Tuesday, December 22, 2009

Bernanke’s award as Time’s Man of the Year

Time Magazine honors Federal Reserve Chairman Ben Bernanke as their "Person of the Year." Is the honor deserved? No, says the Washington Posts Binyam Applebaum and David Cho. Treasury official and current FDIC Chair Sheila Bair noticed serious problems as early as 2001 and tried to get subprime lenders to adopt a code of best practices, Freddie Mac stopped purchasing certain securities in 2002, the Greenlining Institute warned in 2004 that lenders were being unscrupulous and Federal Reserve Board Governor Edward Gramlich warned in 2005 that lending practices were unsatisfactory.

Did Bernanke do anything in response to these warnings? No. Bernanke sat around, twiddling his thumbs and complaining that people had been warning of disaster since 1979. Bernanke does not deserve a second term and should not be re-appointed to one.

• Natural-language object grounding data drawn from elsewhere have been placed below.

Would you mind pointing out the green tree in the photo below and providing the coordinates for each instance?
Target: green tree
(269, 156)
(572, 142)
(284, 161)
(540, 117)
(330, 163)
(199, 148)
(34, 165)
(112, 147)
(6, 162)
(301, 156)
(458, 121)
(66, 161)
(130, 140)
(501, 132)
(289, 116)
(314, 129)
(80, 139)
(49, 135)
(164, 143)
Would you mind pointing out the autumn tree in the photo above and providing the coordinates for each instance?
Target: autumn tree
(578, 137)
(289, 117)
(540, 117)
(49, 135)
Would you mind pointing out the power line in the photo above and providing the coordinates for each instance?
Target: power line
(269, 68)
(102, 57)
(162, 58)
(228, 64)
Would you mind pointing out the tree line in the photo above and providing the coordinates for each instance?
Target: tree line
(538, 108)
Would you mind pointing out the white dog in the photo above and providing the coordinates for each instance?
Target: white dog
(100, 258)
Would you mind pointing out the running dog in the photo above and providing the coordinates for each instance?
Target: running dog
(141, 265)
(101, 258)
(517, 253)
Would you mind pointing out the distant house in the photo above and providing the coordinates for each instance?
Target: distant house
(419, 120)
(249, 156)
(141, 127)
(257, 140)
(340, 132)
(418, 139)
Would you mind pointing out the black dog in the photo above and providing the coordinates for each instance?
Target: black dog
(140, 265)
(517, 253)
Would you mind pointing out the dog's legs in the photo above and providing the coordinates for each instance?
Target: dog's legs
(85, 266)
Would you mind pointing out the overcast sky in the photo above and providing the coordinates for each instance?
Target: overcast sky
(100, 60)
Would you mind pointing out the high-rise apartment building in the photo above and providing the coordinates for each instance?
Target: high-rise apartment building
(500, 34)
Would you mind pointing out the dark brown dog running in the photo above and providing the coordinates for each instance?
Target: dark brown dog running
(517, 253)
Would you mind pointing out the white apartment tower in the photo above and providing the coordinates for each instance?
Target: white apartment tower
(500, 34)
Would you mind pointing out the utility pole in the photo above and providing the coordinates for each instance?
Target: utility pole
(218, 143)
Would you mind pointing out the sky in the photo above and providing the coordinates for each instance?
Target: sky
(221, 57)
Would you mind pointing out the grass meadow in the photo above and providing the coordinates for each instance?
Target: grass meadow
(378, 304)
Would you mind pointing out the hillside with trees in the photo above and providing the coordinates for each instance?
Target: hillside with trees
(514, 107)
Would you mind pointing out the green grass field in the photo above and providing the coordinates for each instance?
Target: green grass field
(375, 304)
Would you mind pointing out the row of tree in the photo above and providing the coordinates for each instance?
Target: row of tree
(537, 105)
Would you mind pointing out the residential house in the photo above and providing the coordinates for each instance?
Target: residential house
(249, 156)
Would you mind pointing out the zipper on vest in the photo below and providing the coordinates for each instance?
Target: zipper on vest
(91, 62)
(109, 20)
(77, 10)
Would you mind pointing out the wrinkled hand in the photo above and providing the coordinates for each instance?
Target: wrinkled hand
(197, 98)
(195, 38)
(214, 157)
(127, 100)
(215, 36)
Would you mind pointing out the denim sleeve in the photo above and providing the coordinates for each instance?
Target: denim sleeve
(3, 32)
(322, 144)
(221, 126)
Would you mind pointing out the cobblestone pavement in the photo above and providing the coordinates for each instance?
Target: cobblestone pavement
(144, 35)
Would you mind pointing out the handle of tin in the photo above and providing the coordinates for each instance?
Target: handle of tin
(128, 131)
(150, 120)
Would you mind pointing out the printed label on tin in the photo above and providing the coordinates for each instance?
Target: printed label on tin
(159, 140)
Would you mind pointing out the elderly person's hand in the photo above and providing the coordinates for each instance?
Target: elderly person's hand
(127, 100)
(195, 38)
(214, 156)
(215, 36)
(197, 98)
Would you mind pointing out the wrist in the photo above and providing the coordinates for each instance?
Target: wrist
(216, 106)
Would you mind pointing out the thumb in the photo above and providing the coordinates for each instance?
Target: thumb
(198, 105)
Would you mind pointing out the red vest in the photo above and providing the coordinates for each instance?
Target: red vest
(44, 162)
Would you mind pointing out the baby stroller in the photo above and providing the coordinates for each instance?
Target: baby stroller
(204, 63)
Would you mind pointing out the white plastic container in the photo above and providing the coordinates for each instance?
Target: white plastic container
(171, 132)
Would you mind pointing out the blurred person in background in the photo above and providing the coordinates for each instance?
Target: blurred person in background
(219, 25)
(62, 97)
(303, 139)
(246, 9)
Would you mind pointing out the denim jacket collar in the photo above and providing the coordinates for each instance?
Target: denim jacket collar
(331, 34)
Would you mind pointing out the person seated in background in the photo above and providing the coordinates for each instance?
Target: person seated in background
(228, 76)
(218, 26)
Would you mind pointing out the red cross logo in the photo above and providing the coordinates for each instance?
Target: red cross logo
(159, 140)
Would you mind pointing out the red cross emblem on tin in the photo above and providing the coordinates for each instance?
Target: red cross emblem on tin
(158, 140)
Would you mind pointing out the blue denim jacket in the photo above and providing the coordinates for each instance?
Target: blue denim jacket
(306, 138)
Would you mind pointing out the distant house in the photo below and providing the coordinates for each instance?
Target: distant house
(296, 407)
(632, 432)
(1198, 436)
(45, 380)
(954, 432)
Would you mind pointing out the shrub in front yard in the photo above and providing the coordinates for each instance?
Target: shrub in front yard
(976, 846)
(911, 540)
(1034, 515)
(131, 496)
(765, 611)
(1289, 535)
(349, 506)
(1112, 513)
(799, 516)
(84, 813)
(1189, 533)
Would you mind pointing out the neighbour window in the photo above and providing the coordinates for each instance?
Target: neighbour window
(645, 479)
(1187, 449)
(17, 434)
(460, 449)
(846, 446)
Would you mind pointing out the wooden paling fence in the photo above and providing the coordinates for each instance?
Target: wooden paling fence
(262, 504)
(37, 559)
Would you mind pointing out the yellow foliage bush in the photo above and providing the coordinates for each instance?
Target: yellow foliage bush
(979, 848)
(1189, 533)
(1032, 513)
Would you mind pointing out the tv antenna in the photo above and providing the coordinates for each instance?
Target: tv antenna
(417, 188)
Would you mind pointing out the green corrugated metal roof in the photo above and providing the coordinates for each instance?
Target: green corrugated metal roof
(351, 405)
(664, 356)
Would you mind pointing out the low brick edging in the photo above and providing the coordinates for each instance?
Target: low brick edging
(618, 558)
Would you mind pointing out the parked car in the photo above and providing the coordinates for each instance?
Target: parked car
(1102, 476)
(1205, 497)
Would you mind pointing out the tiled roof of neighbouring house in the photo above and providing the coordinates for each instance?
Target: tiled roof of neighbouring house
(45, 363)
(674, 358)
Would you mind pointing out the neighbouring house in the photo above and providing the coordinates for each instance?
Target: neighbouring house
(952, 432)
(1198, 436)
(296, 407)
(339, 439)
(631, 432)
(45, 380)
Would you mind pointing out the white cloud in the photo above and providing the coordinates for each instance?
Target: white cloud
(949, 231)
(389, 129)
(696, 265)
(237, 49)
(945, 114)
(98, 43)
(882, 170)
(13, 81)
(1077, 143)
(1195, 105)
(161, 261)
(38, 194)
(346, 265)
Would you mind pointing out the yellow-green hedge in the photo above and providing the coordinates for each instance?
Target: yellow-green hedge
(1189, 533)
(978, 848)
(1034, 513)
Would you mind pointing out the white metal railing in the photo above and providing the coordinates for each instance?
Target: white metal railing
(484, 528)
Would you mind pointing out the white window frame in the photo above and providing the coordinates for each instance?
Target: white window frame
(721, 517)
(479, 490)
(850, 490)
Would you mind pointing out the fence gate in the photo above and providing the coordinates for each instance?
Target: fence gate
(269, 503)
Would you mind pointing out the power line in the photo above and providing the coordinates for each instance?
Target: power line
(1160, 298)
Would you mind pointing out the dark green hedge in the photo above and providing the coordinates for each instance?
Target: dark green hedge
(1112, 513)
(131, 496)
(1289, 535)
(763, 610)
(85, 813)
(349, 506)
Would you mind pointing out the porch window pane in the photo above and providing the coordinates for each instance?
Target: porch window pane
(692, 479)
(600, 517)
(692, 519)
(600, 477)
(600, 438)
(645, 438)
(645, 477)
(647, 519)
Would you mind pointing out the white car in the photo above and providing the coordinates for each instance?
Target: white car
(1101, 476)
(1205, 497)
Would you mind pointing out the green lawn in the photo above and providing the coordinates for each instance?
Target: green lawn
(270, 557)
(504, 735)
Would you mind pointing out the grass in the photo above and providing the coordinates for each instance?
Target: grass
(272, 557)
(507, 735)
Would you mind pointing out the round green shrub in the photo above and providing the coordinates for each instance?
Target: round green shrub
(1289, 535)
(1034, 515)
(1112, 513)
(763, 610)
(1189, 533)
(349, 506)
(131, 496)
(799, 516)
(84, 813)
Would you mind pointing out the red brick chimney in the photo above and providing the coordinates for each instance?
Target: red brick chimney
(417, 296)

Keep in mind that, because of Bernanke's dereliction of duty in allowing the housing bubble to continue as long as it did, the US lost $6 trillion in housing wealth, which has cost the US $500 billion in annual income.
Bernanke failed to see the bubble in the first place. He felt that the Fed should not concern itself with asset bubbles, or call the attention of financial markets or the public to these bubbles by using its regulatory power to rein in lending, or explicitly using interest rates to target a bubble.

Also,
The Fed has directly lent more than $2 trillion to financial and non-financial institutions in the last two years. It has guaranteed trillions more.

The US needs to audit the Fed and to restrict it from its far-too-independent role.